PP aciona TRE-DF contra instituto contratado por Bia Kicis por suposta manipulação em pesquisa sobre Celina Leão

 O Partido Progressista (PP) protocolou nesta quinta-feira (14) uma ação no Tribunal Regional Eleitoral do Distrito Federal (TRE-DF) contra o Instituto Veritá, responsável por uma pesquisa eleitoral divulgada nesta semana.

A legenda acusa o instituto de adotar métodos capazes de distorcer os resultados e influenciar negativamente a imagem da governadora Celina Leão, que deve disputar a reeleição.

O levantamento, publicado na quarta-feira (13), foi encomendado pelo PL do Distrito Federal, presidido pela deputada Bia Kicis. O partido integra atualmente a base de apoio do governo local.

Na ação, o PP aponta cinco supostas irregularidades consideradas centrais. Entre elas, o uso de perguntas com caráter indutivo. Segundo a análise apresentada, o questionário teria utilizado estratégias de “enquadramento negativo” para conduzir os entrevistados a percepções desfavoráveis sobre a governadora.

Um dos exemplos citados envolve a pergunta de número 29, que menciona Celina Leão em referência à Operação Dracom — investigação antiga que não resultou em condenação. Para os autores da ação, a abordagem teria sido usada para provocar associação negativa antes das perguntas relacionadas à intenção de voto.

O documento também questiona a distribuição da amostra nas regiões administrativas do DF. De acordo com a ação, algumas localidades registraram centenas de entrevistas, enquanto Sobradinho teve apenas um entrevistado e o Lago Norte, cinco.

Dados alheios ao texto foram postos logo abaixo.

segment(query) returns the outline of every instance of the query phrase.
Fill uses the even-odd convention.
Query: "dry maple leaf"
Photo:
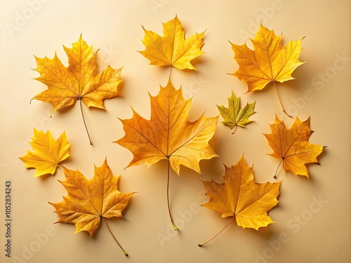
[[[262,90],[270,82],[275,87],[275,81],[282,83],[293,79],[291,74],[304,63],[299,60],[303,39],[291,41],[283,46],[282,36],[277,36],[274,31],[261,24],[255,38],[251,39],[253,50],[246,43],[238,46],[230,43],[234,58],[239,66],[232,75],[246,82],[247,92]],[[277,88],[276,91],[278,94]],[[282,105],[282,107],[284,110]]]
[[[279,166],[282,162],[284,170],[296,175],[305,175],[307,177],[310,177],[310,173],[305,165],[318,163],[317,157],[324,148],[323,146],[308,142],[313,133],[310,128],[310,119],[309,117],[306,121],[301,121],[296,118],[291,128],[287,130],[284,121],[276,116],[274,123],[270,124],[272,133],[264,134],[274,151],[270,155],[282,159]],[[277,171],[275,173],[274,178]]]
[[[118,190],[120,176],[112,175],[106,160],[101,166],[94,168],[94,176],[88,180],[79,170],[62,167],[65,180],[60,182],[68,194],[60,203],[49,202],[60,216],[57,223],[74,224],[74,234],[86,231],[91,236],[101,220],[108,228],[105,218],[122,217],[122,211],[134,194],[124,194]],[[111,234],[113,236],[112,232]],[[114,238],[117,241],[114,236]]]
[[[27,168],[35,168],[34,177],[53,175],[59,163],[69,156],[70,144],[65,132],[58,140],[53,140],[49,130],[44,133],[34,128],[34,136],[29,143],[34,151],[27,151],[27,154],[20,159],[25,162]]]
[[[84,121],[81,102],[88,107],[105,109],[104,100],[119,94],[117,86],[122,81],[120,78],[121,69],[114,69],[109,65],[97,74],[97,53],[93,54],[93,47],[86,44],[81,35],[72,43],[72,48],[65,46],[63,48],[68,57],[69,66],[67,67],[56,53],[53,59],[35,57],[38,67],[34,70],[40,74],[35,79],[47,85],[48,88],[33,100],[51,103],[53,107],[52,113],[79,100]],[[91,144],[90,136],[89,140]]]
[[[222,217],[232,217],[224,229],[234,218],[239,226],[256,230],[274,222],[267,213],[278,203],[281,182],[256,183],[253,168],[246,165],[244,155],[235,166],[225,168],[224,183],[202,182],[210,199],[202,205],[221,213]]]
[[[149,95],[150,121],[134,111],[131,119],[121,120],[126,134],[114,142],[133,153],[133,159],[128,167],[140,164],[150,166],[167,160],[168,180],[169,166],[178,175],[180,165],[200,173],[201,160],[218,156],[208,141],[215,133],[218,117],[202,115],[194,122],[189,121],[191,100],[185,100],[181,88],[176,90],[171,80],[166,87],[160,88],[157,96]],[[167,196],[168,192],[167,187]]]
[[[178,69],[196,69],[191,60],[203,54],[204,32],[185,39],[185,31],[177,16],[163,23],[164,36],[143,29],[145,33],[143,43],[146,49],[138,51],[150,60],[150,65],[173,66]]]
[[[232,95],[228,97],[228,107],[224,106],[218,106],[218,110],[220,115],[223,117],[222,123],[230,127],[231,129],[237,128],[237,126],[245,127],[245,124],[252,121],[249,118],[256,112],[253,111],[255,108],[256,102],[253,103],[246,103],[246,105],[243,108],[240,108],[240,97],[237,97],[235,94],[232,91]],[[232,133],[234,133],[234,131]]]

Para o partido, a diferença na coleta de dados pode indicar direcionamento metodológico com objetivo de alcançar determinados resultados. A ação ainda destaca inconsistências no perfil de renda dos entrevistados. Embora a faixa de pessoas com renda acima de cinco salários mínimos represente cerca de 25% da população, ela teria ultrapassado 50% da amostra analisada.

Outro ponto levantado é o suposto descumprimento das regras do registro eleitoral, já que o instituto incluiu perguntas relacionadas à disputa presidencial. O PP também contesta a adoção da metodologia PPT, normalmente aplicada com base em municípios — estrutura que não existe administrativamente no Distrito Federal.

Segundo os advogados do partido, os indícios apresentados são consistentes. Pela legislação eleitoral, institutos que divulgam pesquisas consideradas fraudulentas podem receber multas de até R$ 80 mil, além de responsabilização criminal, com pena prevista de seis meses a um ano de detenção, conforme estabelece a Lei 9.504/97.

O processo aguarda análise da Justiça Eleitoral, que deverá decidir se a pesquisa poderá continuar circulando ou se haverá medidas para impedir eventual impacto no cenário político e eleitoral do DF.